The A.C. Moore Herbarium was established in 1907 and is the largest herbarium in South Carolina. A herbarium is a collection of dried plant specimens, usually stored away from damaging elements such as light or water. It also contains countless resources full of botanical information.
"(The Herbarium), it's important for students. It's one of the few large natural history-type collections that we have on campus. I think it's sort of a direct connection with the world in which we live," Herrick Brown, curator at the A.C. Moore Herbarium said.
The A.C. Moore Herbarium has numerous opportunities for students to get involved. Students can bring in plants for identification, go on one of the monthly botany walks on the Horseshoe or, if they have more time, volunteer at the herbarium.
Volunteering involves entering data, sorting information or mounting specimens on sheets, among other things. Students of all backgrounds have applicable skills that can help.
"In addition to just volunteering, we totally welcome visitors to come and, if you're interested in looking at orchids, for example, you could just you know pull and look at and learn about them on your own time," Amanda Harmon, collections manager at the A.C Moore Herbarium, said. "If you're interested in any kind of plant and you just want to learn more, that's something that you can do too, just come and hang out."
Every plant's development is different, but the spring season allows for the perfect temperature for plants to start blooming, according to Brown.
"Some of the things you'll probably start seeing soon around town are going to be the state flower, which is the Yellow Jessamine," Brown said. "I've got some of my yard and I've already seen buds beginning to swell on that. Especially if it's got a south-facing aspect or something, it's going to tend to heat up a little bit more, put on a show a little bit earlier."

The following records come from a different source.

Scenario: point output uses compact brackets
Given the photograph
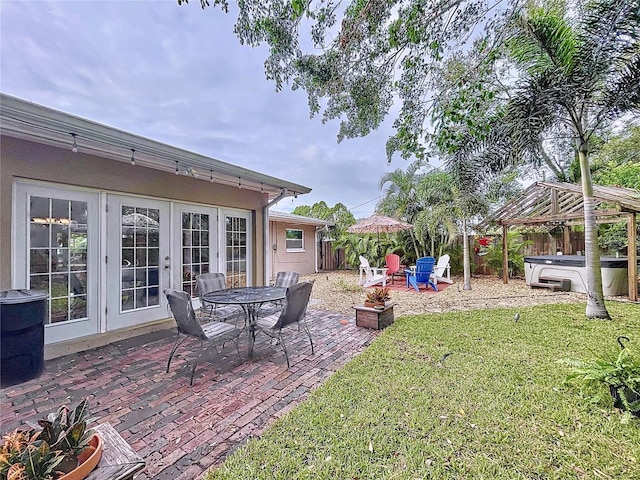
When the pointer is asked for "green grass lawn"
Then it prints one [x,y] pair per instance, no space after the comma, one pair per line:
[460,395]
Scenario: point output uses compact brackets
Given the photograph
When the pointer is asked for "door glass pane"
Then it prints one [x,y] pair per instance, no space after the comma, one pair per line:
[236,235]
[139,258]
[194,234]
[58,253]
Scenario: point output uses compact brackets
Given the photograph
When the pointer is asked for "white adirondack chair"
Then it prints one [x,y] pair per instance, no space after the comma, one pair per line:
[442,270]
[370,276]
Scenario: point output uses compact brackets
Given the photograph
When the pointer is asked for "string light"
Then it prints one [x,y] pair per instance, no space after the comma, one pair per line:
[74,147]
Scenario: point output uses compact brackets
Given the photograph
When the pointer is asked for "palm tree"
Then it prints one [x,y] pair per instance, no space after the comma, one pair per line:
[438,220]
[580,70]
[401,199]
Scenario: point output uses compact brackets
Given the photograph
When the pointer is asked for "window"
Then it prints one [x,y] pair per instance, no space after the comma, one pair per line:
[294,240]
[58,238]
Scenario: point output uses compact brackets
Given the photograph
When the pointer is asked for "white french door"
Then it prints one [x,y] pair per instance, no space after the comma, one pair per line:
[195,248]
[138,260]
[236,256]
[55,249]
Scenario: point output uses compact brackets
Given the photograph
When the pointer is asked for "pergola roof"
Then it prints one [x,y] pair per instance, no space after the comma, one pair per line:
[560,203]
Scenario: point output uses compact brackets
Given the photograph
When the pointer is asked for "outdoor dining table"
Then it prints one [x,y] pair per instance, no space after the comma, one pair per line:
[251,299]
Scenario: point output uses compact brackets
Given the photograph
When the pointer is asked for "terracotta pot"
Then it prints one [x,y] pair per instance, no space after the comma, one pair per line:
[86,467]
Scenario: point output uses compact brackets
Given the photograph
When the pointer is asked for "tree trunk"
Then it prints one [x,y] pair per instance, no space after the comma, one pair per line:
[465,255]
[595,296]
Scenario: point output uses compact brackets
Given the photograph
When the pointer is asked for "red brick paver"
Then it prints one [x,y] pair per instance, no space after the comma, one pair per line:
[182,431]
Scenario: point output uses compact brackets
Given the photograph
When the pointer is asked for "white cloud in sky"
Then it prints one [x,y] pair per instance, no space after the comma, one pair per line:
[178,74]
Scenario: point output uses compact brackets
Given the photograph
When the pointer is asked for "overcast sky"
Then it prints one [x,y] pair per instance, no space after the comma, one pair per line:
[178,74]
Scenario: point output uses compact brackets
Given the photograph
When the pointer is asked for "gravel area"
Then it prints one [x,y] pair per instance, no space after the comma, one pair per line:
[339,292]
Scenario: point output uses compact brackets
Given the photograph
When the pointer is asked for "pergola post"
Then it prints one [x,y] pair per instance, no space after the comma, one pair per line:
[632,260]
[505,255]
[566,247]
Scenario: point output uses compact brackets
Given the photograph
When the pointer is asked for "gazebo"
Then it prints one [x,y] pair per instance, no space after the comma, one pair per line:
[554,203]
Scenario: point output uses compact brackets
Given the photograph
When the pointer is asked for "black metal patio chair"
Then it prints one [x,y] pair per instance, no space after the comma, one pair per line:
[189,327]
[213,282]
[294,312]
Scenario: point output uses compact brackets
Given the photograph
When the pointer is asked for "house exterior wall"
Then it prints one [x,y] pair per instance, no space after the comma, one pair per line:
[302,262]
[21,159]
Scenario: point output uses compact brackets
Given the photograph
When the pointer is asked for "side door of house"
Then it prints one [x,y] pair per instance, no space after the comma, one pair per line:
[55,249]
[196,227]
[138,260]
[236,257]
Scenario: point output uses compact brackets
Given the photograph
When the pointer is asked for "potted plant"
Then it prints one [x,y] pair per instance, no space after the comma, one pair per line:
[378,297]
[61,449]
[619,371]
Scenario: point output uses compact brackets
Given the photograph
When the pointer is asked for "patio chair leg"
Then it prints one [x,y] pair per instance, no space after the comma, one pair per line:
[284,347]
[197,360]
[175,347]
[306,328]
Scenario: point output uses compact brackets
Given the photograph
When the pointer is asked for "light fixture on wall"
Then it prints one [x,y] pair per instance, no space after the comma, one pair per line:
[74,147]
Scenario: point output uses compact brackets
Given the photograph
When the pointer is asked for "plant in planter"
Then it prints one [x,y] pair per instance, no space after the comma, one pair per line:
[378,297]
[619,371]
[24,457]
[66,431]
[62,445]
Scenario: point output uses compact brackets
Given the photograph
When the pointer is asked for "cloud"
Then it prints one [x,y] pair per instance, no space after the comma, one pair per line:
[180,76]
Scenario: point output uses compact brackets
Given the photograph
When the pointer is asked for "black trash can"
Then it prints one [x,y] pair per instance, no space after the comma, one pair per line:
[22,315]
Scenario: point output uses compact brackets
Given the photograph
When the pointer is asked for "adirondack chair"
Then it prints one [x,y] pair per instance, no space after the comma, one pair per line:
[439,270]
[424,269]
[393,267]
[370,276]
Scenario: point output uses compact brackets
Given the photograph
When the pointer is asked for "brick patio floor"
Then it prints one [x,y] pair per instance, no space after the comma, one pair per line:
[182,431]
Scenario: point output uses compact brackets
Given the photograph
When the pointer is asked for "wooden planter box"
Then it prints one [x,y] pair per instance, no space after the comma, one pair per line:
[373,317]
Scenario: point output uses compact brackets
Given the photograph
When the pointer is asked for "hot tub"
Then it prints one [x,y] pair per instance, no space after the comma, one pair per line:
[615,280]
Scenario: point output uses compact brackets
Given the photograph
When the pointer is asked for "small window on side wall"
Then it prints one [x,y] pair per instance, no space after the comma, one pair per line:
[294,240]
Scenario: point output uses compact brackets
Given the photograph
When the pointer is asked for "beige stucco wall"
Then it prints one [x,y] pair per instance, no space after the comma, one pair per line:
[281,260]
[20,159]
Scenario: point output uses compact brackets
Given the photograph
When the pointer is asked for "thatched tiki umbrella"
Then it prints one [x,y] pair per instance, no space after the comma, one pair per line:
[378,223]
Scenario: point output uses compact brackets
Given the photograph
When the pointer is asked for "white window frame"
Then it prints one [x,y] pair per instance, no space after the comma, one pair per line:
[297,249]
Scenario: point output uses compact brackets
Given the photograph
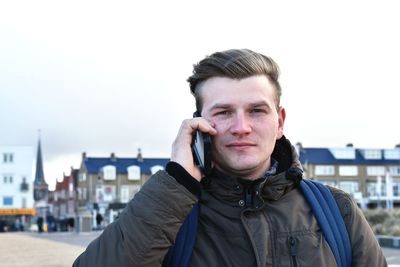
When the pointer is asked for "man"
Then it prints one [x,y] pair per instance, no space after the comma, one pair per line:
[251,210]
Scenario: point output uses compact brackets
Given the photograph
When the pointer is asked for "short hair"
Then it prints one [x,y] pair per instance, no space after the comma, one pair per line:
[234,64]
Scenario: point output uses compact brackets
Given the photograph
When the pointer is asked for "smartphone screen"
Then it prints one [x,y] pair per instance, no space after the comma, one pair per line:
[201,148]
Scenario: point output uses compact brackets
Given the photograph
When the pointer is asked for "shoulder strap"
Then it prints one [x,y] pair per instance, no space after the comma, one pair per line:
[179,254]
[330,220]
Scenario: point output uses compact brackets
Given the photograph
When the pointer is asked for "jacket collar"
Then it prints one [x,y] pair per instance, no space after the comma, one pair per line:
[234,190]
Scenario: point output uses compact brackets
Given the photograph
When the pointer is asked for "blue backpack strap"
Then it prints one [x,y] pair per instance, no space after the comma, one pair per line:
[330,220]
[179,254]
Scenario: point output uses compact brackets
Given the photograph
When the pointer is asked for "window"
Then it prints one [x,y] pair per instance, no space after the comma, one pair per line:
[348,170]
[332,183]
[375,170]
[325,170]
[396,189]
[372,153]
[84,193]
[8,157]
[124,194]
[156,168]
[8,179]
[374,191]
[82,177]
[134,172]
[109,193]
[392,153]
[7,201]
[349,186]
[343,153]
[394,170]
[109,172]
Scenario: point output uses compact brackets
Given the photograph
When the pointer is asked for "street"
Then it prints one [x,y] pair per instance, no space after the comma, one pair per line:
[61,249]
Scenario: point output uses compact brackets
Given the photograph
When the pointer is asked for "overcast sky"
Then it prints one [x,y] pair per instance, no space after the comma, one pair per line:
[110,76]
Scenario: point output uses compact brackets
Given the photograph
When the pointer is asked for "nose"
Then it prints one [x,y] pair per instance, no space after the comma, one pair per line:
[240,124]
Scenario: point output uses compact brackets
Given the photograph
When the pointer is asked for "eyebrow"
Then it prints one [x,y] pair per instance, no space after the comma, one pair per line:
[227,106]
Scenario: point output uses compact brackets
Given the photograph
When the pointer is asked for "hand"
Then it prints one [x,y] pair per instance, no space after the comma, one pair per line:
[181,148]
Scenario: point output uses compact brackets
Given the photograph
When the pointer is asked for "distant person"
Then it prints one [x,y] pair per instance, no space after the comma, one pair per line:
[40,224]
[99,219]
[251,209]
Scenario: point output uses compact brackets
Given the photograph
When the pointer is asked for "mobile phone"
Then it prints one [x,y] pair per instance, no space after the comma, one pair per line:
[201,149]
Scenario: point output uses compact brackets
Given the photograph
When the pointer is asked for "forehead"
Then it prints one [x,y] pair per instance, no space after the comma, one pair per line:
[222,90]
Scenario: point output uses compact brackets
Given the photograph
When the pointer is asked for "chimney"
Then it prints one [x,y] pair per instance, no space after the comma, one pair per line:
[139,156]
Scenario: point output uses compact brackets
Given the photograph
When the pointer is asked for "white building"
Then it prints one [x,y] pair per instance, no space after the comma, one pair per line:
[16,181]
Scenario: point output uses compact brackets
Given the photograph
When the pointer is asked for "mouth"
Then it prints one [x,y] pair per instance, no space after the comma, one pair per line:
[240,145]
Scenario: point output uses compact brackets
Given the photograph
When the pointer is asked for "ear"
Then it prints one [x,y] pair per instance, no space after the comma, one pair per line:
[281,122]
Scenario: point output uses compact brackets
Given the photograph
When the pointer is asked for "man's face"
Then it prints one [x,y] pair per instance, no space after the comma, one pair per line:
[248,124]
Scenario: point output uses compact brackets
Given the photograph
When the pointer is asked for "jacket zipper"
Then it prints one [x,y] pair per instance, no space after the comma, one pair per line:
[293,250]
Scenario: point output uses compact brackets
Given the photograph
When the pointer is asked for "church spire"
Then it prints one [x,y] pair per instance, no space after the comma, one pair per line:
[40,186]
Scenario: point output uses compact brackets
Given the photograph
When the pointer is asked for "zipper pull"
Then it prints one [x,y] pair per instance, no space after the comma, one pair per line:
[293,250]
[292,246]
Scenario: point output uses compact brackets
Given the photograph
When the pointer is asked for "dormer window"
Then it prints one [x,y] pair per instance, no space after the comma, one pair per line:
[109,172]
[8,157]
[156,168]
[134,172]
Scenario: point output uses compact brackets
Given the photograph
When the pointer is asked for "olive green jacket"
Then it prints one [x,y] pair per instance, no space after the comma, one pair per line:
[262,223]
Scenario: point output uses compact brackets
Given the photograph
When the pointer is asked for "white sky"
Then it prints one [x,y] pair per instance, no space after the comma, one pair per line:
[110,76]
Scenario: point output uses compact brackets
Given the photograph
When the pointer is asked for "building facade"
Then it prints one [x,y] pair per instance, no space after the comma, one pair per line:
[106,184]
[371,176]
[16,185]
[63,201]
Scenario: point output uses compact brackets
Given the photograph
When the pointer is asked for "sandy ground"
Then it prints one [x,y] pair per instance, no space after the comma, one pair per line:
[17,249]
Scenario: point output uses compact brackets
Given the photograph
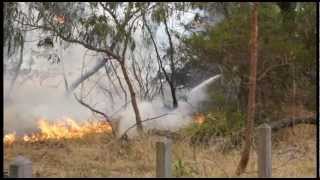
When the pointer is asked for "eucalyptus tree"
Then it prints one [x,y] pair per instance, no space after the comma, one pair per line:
[106,28]
[13,39]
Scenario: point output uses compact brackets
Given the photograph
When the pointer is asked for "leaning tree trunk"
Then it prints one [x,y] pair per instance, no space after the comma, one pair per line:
[133,97]
[16,70]
[252,92]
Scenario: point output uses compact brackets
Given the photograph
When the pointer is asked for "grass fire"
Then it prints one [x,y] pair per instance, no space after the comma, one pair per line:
[129,89]
[66,128]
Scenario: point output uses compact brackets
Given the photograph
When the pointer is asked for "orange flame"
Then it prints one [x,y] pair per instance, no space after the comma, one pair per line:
[9,138]
[65,129]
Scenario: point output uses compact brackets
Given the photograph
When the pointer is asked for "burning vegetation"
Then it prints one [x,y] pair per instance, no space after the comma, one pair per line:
[63,129]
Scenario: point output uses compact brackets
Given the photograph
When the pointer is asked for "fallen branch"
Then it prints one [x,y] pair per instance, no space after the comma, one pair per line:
[277,125]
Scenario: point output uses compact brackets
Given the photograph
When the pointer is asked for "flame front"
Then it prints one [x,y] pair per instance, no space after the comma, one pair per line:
[9,138]
[65,129]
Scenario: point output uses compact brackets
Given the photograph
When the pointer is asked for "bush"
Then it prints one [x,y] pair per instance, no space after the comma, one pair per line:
[218,123]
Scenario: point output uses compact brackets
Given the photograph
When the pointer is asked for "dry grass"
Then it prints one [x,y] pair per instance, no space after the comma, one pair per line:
[294,155]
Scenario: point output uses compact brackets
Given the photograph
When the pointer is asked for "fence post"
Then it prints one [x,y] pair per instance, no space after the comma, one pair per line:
[163,158]
[21,167]
[264,151]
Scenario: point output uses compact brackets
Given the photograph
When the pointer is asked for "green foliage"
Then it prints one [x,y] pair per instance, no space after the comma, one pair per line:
[286,52]
[180,169]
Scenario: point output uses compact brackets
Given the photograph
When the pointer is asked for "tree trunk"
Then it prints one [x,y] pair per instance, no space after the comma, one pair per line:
[16,71]
[173,94]
[252,92]
[133,97]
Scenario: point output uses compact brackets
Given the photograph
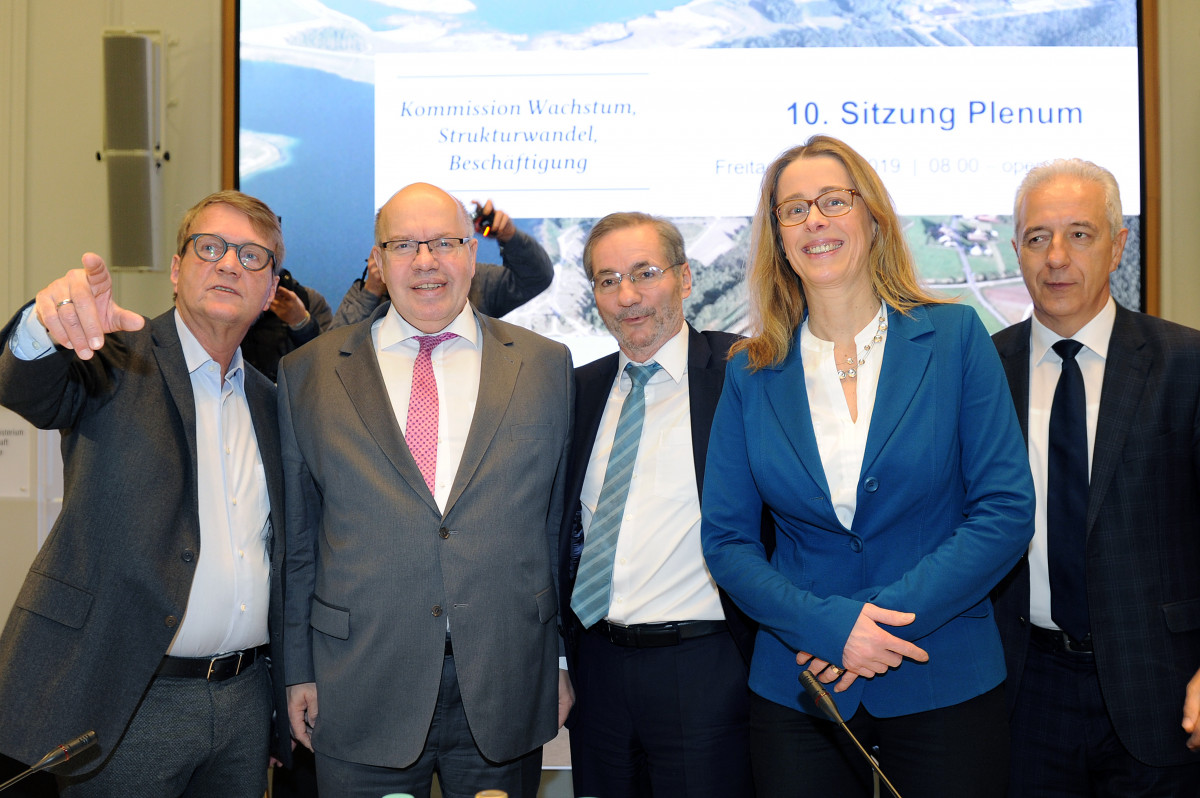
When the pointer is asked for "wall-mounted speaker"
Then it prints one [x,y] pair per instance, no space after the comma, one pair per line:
[133,148]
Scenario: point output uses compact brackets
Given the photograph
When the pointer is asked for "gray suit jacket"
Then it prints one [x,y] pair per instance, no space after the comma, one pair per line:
[375,569]
[1143,532]
[103,597]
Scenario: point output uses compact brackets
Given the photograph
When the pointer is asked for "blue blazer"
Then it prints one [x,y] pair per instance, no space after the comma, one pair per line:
[945,509]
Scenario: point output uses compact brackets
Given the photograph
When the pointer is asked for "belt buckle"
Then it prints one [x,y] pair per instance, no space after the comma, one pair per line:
[213,663]
[1075,647]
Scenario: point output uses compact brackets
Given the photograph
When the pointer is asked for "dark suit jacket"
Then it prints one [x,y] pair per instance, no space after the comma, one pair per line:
[707,353]
[375,568]
[1143,532]
[105,594]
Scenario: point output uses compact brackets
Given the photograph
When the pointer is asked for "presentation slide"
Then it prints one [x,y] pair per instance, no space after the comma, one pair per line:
[561,114]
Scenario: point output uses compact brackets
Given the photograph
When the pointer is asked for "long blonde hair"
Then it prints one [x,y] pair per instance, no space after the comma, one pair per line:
[777,297]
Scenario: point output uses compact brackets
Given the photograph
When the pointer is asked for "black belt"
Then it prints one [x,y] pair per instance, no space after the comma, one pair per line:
[1055,640]
[657,635]
[214,669]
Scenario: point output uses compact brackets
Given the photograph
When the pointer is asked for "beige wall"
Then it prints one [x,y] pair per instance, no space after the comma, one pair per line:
[1180,109]
[53,190]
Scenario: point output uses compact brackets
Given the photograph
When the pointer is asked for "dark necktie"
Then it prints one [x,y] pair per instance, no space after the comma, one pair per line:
[1067,478]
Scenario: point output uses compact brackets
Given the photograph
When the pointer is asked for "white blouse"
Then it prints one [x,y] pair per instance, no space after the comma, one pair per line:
[840,441]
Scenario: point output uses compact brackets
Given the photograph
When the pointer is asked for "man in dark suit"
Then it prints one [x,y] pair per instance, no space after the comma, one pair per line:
[1101,621]
[657,654]
[147,613]
[425,455]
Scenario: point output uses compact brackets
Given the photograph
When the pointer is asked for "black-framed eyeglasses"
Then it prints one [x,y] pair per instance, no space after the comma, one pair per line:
[211,247]
[835,202]
[407,249]
[606,282]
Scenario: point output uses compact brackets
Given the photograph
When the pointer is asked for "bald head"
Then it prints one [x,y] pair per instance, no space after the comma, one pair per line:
[419,195]
[430,285]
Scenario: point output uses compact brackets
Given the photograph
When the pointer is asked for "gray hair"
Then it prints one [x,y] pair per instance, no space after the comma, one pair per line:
[1077,168]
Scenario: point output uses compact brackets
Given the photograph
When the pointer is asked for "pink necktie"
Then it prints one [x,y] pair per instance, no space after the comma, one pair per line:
[421,431]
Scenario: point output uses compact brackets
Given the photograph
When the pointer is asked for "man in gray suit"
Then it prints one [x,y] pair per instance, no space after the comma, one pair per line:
[147,613]
[424,461]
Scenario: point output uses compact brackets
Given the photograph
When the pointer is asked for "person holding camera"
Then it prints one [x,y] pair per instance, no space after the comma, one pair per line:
[297,316]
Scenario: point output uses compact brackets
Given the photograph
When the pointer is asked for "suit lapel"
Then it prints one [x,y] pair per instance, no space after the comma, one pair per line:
[501,364]
[1014,354]
[1125,379]
[905,363]
[592,391]
[169,353]
[789,397]
[703,389]
[363,382]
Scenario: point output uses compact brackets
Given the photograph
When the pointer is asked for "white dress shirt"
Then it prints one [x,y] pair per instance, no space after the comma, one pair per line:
[227,605]
[456,366]
[841,442]
[229,594]
[1045,366]
[659,574]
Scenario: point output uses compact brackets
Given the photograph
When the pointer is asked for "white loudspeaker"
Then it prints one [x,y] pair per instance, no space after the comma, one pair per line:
[133,148]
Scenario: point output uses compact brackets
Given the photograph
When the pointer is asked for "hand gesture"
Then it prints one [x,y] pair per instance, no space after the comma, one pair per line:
[502,227]
[78,309]
[288,306]
[303,712]
[869,649]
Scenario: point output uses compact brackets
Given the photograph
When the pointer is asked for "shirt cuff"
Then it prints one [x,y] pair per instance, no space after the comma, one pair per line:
[30,340]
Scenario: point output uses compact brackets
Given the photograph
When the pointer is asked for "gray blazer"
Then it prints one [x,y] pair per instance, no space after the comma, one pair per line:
[375,569]
[103,597]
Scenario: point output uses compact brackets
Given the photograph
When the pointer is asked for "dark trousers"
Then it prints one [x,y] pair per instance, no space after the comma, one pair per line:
[450,751]
[667,721]
[948,753]
[1063,743]
[190,737]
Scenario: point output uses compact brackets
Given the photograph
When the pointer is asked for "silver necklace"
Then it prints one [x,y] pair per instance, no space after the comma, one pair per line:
[851,371]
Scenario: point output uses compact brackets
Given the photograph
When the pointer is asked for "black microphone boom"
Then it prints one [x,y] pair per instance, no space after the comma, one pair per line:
[60,754]
[826,705]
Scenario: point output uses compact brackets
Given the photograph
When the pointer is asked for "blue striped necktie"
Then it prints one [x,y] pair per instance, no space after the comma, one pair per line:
[592,593]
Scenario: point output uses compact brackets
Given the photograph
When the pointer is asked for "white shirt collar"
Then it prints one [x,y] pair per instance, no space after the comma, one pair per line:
[672,357]
[195,354]
[1095,335]
[394,329]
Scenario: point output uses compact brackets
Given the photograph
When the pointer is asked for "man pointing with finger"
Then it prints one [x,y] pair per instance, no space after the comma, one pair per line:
[145,615]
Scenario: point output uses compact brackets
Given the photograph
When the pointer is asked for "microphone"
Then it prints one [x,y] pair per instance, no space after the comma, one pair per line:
[825,703]
[60,754]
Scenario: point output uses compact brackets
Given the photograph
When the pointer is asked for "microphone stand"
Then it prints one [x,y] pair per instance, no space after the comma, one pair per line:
[821,699]
[60,754]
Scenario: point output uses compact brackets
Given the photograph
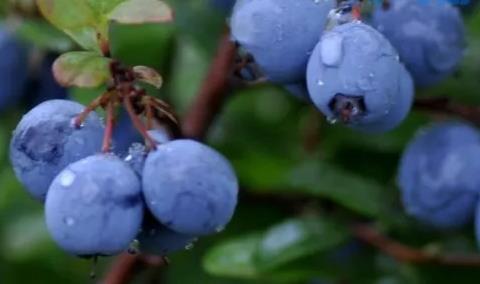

If students are interested in plants, then an easy way to involve themselves in the botany community with no commitment is to stay paying attention to the wild plants that grow all around them, Csilla Czako, Botany Database Technician for SC DNR said.
"Check out, like, sidewalk cracks. You know, areas that aren't necessarily, or areas that like, not the Horseshoe. Or like lawns are a great place. I mean, they're these tiny little flowers sometimes you can find and they're so cute," Czako said.
The Herbarium is a place for botanists and botany enthusiasts alike to connect and bond over a shared fascination of plants and the meaning behind how they grow, where they grow and — most importantly — what that means for the environment, Brown said.
Any student can visit the herbarium and spend time researching plants as long as they email the employees beforehand.
"I've seen (the Herbarium) spark an interest in learning more about what's growing around them. Because you know, in here we're working with dried, pressed specimens. And although you can glean a lot of information from that, it's still not as cool as actually looking at it in nature," Harmon said.